Sunday, 21 December 2014

GIRL PARTIES WHILE PARENTS ARE AWAY. A CASE OF LOST VIRGINITY, 1536.

Kids partying while parents are away isn’t a modern phenomenon. It happened in Basel, 1536. Except then it was serious business for a young woman to lose her virginity. It made her damaged goods and hard to marry off.

And marriage wasn’t something that concerned only the two lovers. The cohabitation of a man and a woman is a civic matter and must therefore be agreed upon in public. Yes, the state had a say in what went on in the citizens’ bedrooms!

In this case, a young woman invited a young man to dinner while her parents were away, and dinner wasn’t the only thing that was consumed. She gave up her virginity to her lover because he had promised her marriage. The question was: Is a promise of marriage legally binding?

The answer in 1536: No, that would reward the dirty rascal with the woman he deceived. Besides,  an unmarried woman is under the authority of her father. Why then should anyone make her his own, against her father’s will? 

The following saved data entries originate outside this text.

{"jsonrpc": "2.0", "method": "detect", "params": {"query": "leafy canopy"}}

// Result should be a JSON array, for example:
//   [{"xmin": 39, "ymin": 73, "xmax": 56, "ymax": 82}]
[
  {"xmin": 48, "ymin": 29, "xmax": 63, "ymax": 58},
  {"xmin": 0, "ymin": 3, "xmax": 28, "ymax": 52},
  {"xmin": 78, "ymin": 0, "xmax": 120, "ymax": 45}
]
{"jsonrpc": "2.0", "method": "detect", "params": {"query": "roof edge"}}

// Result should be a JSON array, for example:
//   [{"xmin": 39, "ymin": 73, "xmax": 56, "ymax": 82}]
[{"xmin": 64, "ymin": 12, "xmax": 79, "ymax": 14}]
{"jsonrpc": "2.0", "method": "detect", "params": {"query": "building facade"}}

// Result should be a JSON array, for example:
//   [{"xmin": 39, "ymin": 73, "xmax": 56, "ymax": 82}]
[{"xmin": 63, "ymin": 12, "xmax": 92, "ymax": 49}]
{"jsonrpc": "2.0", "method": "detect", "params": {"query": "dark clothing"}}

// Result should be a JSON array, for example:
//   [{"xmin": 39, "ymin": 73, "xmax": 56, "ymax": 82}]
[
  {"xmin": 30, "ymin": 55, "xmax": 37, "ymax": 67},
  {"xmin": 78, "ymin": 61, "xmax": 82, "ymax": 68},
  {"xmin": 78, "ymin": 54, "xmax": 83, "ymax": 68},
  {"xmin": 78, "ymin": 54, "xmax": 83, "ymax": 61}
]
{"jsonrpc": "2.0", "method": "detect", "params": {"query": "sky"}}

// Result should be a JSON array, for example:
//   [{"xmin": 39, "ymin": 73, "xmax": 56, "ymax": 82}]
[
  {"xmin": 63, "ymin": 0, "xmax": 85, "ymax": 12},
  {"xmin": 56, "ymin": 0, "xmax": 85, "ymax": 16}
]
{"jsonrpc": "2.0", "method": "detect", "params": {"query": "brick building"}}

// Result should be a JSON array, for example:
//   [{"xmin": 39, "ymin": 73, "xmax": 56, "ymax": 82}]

Oh morals! Oh laws! What times we are living in! The gist of the matter is: A virgin has lost her grace and honour, which we consider the principal part of her dowry. Who will marry her thereafter when she is marked by such a stigma? If someone steals my new clothes and returns them torn and stained with dirt, will he not be sentenced to return what he has taken away – that is, the clothes in their original state?

Unfortunately, virginity cannot be restored, so the scoundrel who took it should be made to pay a penalty. Let’s just go by the Old Testament law: if a man finds a virgin who is not betrothed …and lies with her, and they are found together, the man who lay with her must give the father fifty shekels.
There you are. Value of virginity: fifty shekels.